I love where I bank. It’s a branch inside of a big supermarket. I can make a modest withdrawal and then go and blow every last penny in the cookie aisle. The tellers at the window appreciate me. They know about my obsession with round numbers and understand that when I write a check to myself for $103.16, it’s simply to ensure that I have left an even amount in my account. The tellers also fill out the deposit slips for me because I keep confusing the account number with the routing number. And when I have to deposit more than two checks, I never add correctly, so they do it for me. More importantly, they occasionally laugh at my jokes. And they know exactly how much I have in my savings, so they can’t be doing it for the money.

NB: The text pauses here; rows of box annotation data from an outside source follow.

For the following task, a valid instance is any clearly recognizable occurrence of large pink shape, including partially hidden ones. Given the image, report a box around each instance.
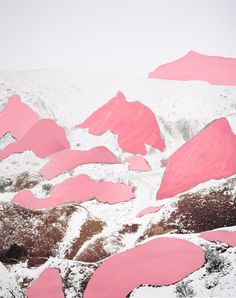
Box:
[40,146,120,179]
[148,51,236,86]
[12,175,134,209]
[136,206,163,217]
[125,156,151,171]
[157,118,236,199]
[76,92,165,154]
[0,119,70,160]
[84,238,205,298]
[0,95,39,139]
[25,268,64,298]
[200,230,236,246]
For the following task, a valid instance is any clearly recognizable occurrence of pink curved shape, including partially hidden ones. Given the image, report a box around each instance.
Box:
[199,230,236,246]
[148,51,236,86]
[0,119,70,160]
[125,156,152,171]
[0,95,39,139]
[40,146,120,179]
[76,92,165,155]
[157,118,236,199]
[136,206,163,217]
[25,268,64,298]
[84,238,205,298]
[12,175,134,209]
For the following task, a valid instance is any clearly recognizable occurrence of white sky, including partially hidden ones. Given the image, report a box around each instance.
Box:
[0,0,236,74]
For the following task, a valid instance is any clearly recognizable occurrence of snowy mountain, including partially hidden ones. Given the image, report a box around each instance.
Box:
[0,69,236,298]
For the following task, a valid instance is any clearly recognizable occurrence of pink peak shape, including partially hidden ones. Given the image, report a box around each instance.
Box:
[40,146,120,179]
[12,175,134,209]
[125,156,152,171]
[76,92,165,155]
[148,51,236,86]
[136,206,163,217]
[200,230,236,246]
[0,119,70,160]
[157,118,236,199]
[84,238,205,298]
[0,95,39,139]
[25,268,64,298]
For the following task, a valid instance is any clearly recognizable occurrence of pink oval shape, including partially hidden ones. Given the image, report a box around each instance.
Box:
[125,156,152,171]
[157,118,236,199]
[76,92,165,155]
[148,51,236,86]
[199,230,236,246]
[0,95,39,139]
[84,237,205,298]
[12,175,134,209]
[40,146,120,179]
[25,268,64,298]
[0,119,70,160]
[136,206,163,217]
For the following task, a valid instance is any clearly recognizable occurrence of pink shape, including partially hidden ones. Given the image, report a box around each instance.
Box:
[12,175,134,209]
[148,51,236,86]
[199,230,236,246]
[76,92,165,155]
[40,146,120,179]
[136,206,163,217]
[0,95,39,139]
[0,119,70,160]
[84,238,205,298]
[25,268,64,298]
[157,118,236,199]
[125,156,152,171]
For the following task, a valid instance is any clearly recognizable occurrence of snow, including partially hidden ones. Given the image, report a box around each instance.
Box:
[0,69,236,298]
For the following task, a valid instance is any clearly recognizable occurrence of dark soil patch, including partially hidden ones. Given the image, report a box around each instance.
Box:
[66,219,105,259]
[0,203,77,267]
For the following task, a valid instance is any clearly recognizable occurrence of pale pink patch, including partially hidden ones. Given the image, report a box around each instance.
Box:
[84,238,205,298]
[0,119,70,160]
[0,95,39,139]
[199,230,236,246]
[76,92,165,155]
[136,206,163,217]
[40,146,120,179]
[125,156,151,171]
[148,51,236,86]
[157,118,236,199]
[12,175,134,209]
[25,268,64,298]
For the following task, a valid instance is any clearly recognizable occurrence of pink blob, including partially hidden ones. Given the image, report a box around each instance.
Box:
[136,206,163,217]
[76,92,165,155]
[25,268,64,298]
[12,175,134,209]
[0,95,39,139]
[125,156,152,171]
[157,118,236,199]
[40,146,120,179]
[199,230,236,246]
[0,119,70,160]
[83,238,205,298]
[148,51,236,86]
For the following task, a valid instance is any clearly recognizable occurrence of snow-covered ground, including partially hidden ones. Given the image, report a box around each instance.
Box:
[0,69,236,298]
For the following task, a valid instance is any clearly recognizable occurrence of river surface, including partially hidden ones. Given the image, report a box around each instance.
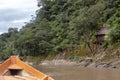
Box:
[34,65,120,80]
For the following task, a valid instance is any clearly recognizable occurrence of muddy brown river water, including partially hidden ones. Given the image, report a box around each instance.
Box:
[34,65,120,80]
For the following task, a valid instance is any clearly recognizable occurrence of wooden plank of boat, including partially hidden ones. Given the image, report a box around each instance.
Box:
[0,56,54,80]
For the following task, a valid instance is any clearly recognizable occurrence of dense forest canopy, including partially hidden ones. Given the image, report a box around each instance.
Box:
[0,0,120,58]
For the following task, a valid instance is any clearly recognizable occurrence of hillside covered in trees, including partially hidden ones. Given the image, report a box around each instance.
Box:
[0,0,120,59]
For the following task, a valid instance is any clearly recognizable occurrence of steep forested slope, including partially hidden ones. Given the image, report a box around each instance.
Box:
[0,0,120,59]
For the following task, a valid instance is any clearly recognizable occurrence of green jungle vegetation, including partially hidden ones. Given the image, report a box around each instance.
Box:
[0,0,120,60]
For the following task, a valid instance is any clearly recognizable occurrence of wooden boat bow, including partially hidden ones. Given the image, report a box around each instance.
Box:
[0,56,54,80]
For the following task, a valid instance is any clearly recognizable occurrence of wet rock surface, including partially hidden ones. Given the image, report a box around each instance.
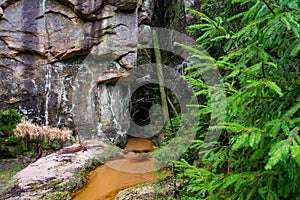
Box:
[0,0,138,142]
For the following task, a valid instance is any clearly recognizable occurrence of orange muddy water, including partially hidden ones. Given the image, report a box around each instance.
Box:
[74,138,157,200]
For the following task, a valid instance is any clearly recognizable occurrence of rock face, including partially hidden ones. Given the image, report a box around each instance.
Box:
[0,0,142,144]
[0,0,195,143]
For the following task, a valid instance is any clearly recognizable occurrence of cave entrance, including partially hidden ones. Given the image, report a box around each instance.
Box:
[129,83,180,138]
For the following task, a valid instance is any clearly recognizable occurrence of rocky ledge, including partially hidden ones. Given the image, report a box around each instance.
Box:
[0,140,118,200]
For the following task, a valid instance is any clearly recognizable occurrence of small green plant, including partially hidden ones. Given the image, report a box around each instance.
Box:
[173,0,300,200]
[0,109,21,136]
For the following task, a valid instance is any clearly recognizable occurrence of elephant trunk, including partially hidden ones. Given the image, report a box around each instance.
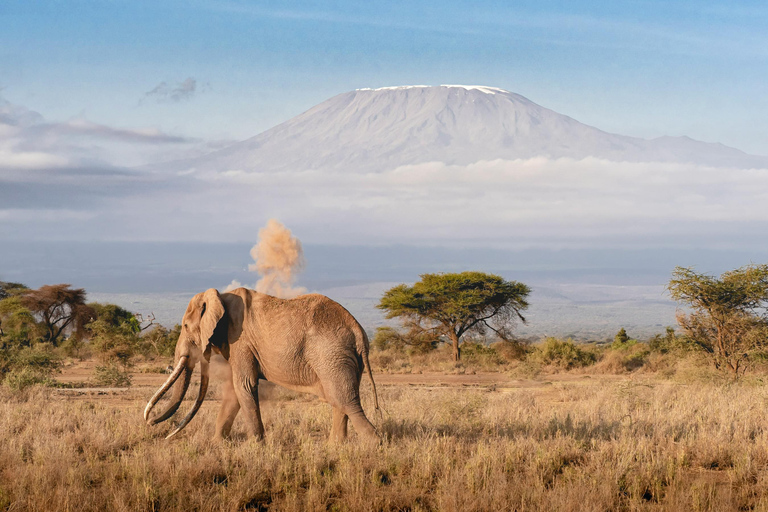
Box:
[166,358,208,439]
[144,356,193,425]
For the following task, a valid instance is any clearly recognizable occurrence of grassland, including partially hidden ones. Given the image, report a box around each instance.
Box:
[0,358,768,511]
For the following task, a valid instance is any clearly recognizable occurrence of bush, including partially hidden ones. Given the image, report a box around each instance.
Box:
[595,340,651,373]
[530,337,597,370]
[3,366,55,391]
[371,327,440,354]
[461,341,503,366]
[371,327,405,351]
[0,343,61,389]
[141,324,181,357]
[93,363,131,388]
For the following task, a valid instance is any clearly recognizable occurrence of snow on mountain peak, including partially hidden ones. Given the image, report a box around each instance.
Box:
[170,85,767,173]
[356,84,509,94]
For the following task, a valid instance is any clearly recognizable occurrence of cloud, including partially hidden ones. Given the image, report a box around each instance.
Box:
[177,158,768,250]
[6,92,768,252]
[0,97,219,178]
[142,76,197,103]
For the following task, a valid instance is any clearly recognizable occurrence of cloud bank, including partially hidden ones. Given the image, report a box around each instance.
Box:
[0,94,768,248]
[142,76,198,103]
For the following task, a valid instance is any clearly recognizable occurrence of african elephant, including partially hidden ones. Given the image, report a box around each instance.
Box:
[144,288,379,440]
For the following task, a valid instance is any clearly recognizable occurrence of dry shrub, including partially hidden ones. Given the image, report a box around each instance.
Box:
[528,337,597,370]
[0,374,768,511]
[589,342,651,374]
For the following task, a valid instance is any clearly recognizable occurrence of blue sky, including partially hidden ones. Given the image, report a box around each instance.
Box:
[0,0,768,251]
[0,0,768,154]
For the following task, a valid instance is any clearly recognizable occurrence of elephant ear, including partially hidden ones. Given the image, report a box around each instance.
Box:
[200,288,226,360]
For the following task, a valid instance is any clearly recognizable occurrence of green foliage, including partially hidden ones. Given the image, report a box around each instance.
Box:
[86,304,141,368]
[648,327,692,354]
[668,265,768,377]
[461,341,504,365]
[371,327,405,352]
[20,284,91,346]
[0,343,61,390]
[530,337,597,370]
[371,327,440,354]
[611,327,637,350]
[0,295,40,348]
[141,324,181,357]
[88,302,141,334]
[93,362,131,388]
[377,272,531,361]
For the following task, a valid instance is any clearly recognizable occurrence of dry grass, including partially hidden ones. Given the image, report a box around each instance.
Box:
[0,377,768,511]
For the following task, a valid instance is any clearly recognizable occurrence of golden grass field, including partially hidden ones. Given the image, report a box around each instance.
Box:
[0,358,768,511]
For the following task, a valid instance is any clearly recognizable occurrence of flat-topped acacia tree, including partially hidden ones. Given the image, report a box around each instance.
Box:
[667,264,768,377]
[376,272,531,361]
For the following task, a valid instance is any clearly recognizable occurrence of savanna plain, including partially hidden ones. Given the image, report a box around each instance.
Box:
[0,340,768,511]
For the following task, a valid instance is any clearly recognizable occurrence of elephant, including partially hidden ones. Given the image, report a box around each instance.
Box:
[144,288,379,441]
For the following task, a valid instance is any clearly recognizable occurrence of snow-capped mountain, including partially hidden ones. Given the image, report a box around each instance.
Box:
[165,85,768,172]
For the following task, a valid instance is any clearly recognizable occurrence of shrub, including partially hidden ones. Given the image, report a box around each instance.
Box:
[93,362,131,388]
[461,341,503,365]
[371,327,405,351]
[141,324,181,357]
[595,340,651,373]
[3,366,55,391]
[0,343,61,389]
[530,337,597,370]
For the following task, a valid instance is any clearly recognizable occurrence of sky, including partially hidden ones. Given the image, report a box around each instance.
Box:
[0,0,768,252]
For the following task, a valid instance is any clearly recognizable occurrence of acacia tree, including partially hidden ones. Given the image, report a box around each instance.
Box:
[668,265,768,377]
[376,272,531,361]
[22,284,91,346]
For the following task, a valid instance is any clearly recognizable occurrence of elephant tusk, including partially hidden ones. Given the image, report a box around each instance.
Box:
[166,359,208,439]
[144,356,189,421]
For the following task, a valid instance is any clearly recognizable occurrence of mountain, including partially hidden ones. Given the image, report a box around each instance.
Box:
[164,85,768,172]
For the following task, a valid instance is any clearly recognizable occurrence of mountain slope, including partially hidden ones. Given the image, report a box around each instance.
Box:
[165,85,768,172]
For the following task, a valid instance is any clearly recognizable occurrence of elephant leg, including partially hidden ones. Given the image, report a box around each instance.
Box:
[325,376,379,441]
[232,364,264,439]
[342,398,379,442]
[214,373,240,439]
[331,407,349,442]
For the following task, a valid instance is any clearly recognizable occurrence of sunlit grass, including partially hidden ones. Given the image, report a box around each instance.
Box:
[0,378,768,511]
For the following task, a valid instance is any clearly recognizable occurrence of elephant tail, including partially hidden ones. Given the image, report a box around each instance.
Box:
[358,329,379,411]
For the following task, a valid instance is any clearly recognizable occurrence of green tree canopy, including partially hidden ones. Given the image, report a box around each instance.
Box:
[377,272,531,361]
[0,281,29,300]
[21,284,90,346]
[668,265,768,376]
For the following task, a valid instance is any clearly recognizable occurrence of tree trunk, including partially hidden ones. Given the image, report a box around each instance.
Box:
[449,329,461,363]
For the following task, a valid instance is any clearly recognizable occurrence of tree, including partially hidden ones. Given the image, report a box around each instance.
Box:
[668,265,768,377]
[377,272,531,361]
[0,281,29,300]
[21,284,90,346]
[0,296,37,349]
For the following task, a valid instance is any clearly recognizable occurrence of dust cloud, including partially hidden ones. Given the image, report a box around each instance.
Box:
[224,219,307,299]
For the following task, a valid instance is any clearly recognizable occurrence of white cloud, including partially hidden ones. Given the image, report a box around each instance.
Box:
[142,76,201,103]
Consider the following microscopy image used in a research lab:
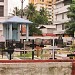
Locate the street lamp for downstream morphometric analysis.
[21,0,25,35]
[21,0,25,18]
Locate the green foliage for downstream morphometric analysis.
[66,0,75,35]
[13,3,48,35]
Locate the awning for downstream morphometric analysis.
[2,16,33,24]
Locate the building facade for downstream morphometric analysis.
[29,0,56,22]
[53,0,71,34]
[0,0,8,36]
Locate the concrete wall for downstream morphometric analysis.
[0,62,72,75]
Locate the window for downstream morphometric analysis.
[0,0,4,2]
[0,6,4,17]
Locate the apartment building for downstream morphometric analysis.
[0,0,8,36]
[29,0,56,22]
[53,0,71,36]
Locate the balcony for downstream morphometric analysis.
[53,19,70,25]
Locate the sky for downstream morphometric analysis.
[8,0,28,15]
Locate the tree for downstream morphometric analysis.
[25,3,42,35]
[12,7,21,16]
[35,7,48,24]
[26,3,36,21]
[66,0,75,36]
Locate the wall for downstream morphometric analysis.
[0,60,72,75]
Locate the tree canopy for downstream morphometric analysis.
[13,3,48,35]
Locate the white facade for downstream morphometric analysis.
[53,0,70,34]
[0,0,8,36]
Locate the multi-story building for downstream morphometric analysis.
[0,0,8,36]
[29,0,56,22]
[53,0,71,34]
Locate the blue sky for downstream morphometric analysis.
[8,0,28,14]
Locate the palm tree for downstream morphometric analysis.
[39,7,49,24]
[12,7,21,16]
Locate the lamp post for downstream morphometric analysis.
[21,0,25,18]
[21,0,25,35]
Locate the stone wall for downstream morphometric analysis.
[0,62,72,75]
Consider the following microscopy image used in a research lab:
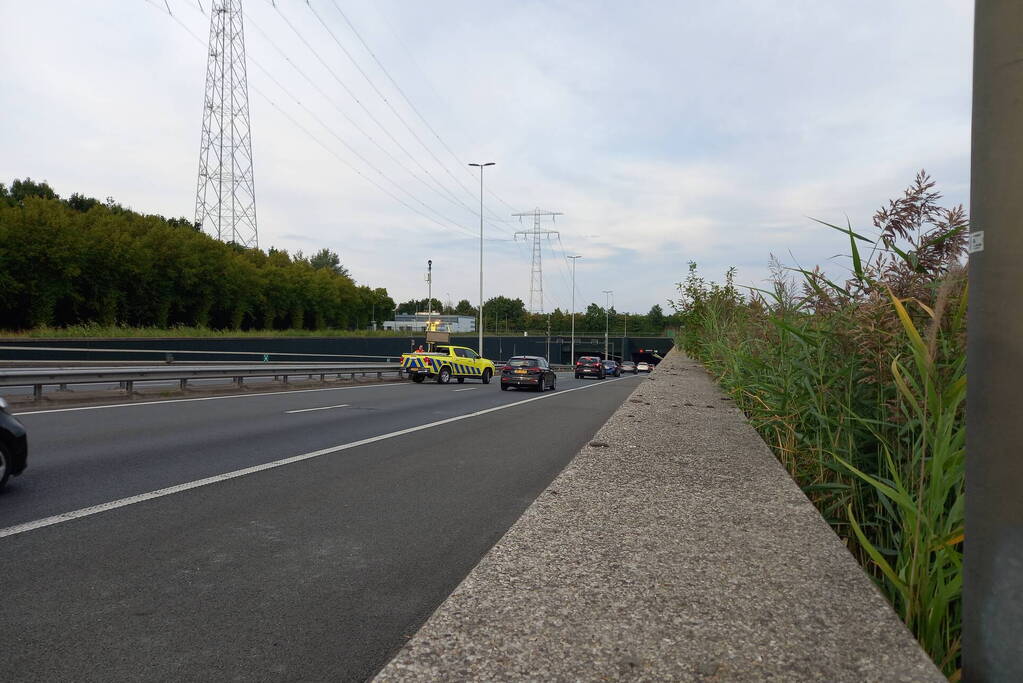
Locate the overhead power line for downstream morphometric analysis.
[302,0,519,229]
[271,0,484,228]
[330,0,517,222]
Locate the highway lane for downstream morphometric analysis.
[0,375,613,529]
[0,376,638,680]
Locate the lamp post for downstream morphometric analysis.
[603,289,615,360]
[470,162,494,358]
[427,260,434,330]
[569,256,582,365]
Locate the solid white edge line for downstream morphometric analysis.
[14,381,408,415]
[284,403,350,415]
[0,377,628,538]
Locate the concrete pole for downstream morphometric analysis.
[470,162,494,358]
[603,289,615,360]
[963,0,1023,681]
[569,256,582,366]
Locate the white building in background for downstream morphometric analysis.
[384,313,476,333]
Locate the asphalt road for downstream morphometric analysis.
[0,375,638,681]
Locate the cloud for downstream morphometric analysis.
[0,0,972,311]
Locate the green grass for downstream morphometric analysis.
[675,174,967,680]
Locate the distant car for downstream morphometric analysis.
[576,356,608,379]
[0,399,29,489]
[501,356,558,392]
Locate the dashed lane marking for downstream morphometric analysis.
[0,377,628,538]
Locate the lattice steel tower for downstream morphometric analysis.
[512,209,564,313]
[195,0,259,246]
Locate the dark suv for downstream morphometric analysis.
[0,399,29,489]
[576,356,608,379]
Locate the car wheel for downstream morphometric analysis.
[0,444,10,489]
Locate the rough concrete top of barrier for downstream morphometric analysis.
[377,352,944,682]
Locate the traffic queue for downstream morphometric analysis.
[401,344,651,392]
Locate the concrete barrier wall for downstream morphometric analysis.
[376,352,944,683]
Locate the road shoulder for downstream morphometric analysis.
[376,352,943,681]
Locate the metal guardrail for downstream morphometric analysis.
[0,344,401,363]
[0,363,401,401]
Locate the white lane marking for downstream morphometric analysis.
[284,403,349,415]
[0,377,627,538]
[14,381,409,415]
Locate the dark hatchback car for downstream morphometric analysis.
[501,356,558,392]
[576,356,608,379]
[0,399,29,489]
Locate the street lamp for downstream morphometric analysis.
[569,256,582,365]
[603,289,615,360]
[470,162,494,358]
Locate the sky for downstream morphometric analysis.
[0,0,973,313]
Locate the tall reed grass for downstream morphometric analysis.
[674,172,967,680]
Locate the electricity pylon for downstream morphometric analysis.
[512,209,564,313]
[195,0,259,247]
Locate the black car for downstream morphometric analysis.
[0,399,29,489]
[501,356,558,392]
[576,356,608,379]
[604,359,622,377]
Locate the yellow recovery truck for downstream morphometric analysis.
[401,332,494,384]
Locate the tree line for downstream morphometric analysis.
[0,179,395,330]
[396,297,679,336]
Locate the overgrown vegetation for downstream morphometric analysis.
[673,172,967,679]
[0,179,394,330]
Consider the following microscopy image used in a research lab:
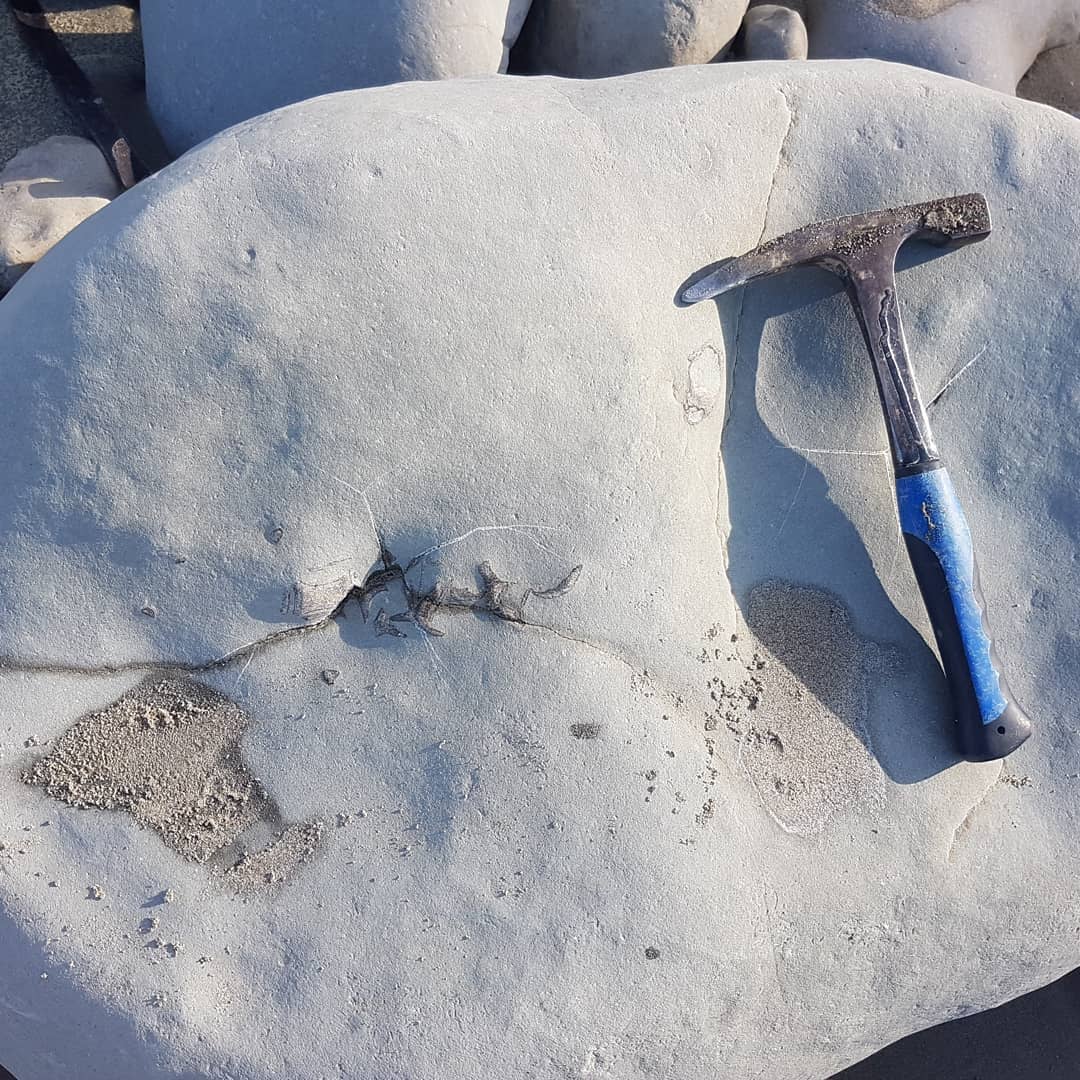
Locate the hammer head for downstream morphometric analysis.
[679,194,990,303]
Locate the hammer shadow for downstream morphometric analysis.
[676,254,959,784]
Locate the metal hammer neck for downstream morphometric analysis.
[845,254,941,475]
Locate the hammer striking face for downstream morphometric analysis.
[680,194,1031,761]
[679,194,990,470]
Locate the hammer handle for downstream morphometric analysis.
[896,462,1031,761]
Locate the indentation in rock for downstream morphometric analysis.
[679,345,724,424]
[570,723,600,739]
[704,581,875,836]
[23,677,318,888]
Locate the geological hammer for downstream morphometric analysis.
[679,194,1031,761]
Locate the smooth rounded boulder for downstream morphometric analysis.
[0,62,1080,1080]
[515,0,747,78]
[806,0,1080,94]
[139,0,530,154]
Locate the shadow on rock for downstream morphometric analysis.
[679,257,958,790]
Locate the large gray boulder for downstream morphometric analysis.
[516,0,747,78]
[0,63,1080,1080]
[806,0,1080,94]
[140,0,529,153]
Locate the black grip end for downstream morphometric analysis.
[959,701,1031,761]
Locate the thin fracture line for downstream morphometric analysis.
[784,446,889,458]
[930,345,986,405]
[777,460,810,539]
[232,649,256,692]
[409,525,566,566]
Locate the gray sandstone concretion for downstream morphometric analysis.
[742,4,808,60]
[0,135,120,296]
[515,0,746,78]
[807,0,1080,94]
[0,62,1080,1080]
[140,0,529,153]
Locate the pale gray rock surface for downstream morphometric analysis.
[806,0,1080,94]
[742,3,808,60]
[0,135,120,296]
[140,0,529,153]
[517,0,746,78]
[0,56,1080,1080]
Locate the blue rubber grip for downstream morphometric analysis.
[896,467,1031,760]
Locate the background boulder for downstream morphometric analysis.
[0,62,1080,1080]
[140,0,529,153]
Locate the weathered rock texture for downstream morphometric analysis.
[515,0,746,77]
[140,0,529,153]
[0,135,120,296]
[0,63,1080,1080]
[806,0,1080,94]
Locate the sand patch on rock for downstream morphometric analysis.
[705,581,876,836]
[23,677,320,889]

The other day, this personal relationship I have with this wonderful staff was threatened by some new technology. Apparently, I no longer have to visit the bank several times a week to make deposits. Instead I can do it by simply clicking a photo of the check with my smartphone, a transaction that can be completed in the privacy of my home. All I needed to do was download an app, regardless that it would seriously cut into the quality time I spend with the only four people in Indiana who, at 9:05 in the morning, find me even mildly amusing.
I couldn’t wait to try this. My wife was very suspicious of the new system as she often is of high-tech stuff. But I convinced her this was perfectly safe, comparing the process to making deposits at an ATM. “Think of the app like a pneumatic tube at the drive-up window,” I told her. I didn’t have a clue what that meant. Ditto, Mary Ellen.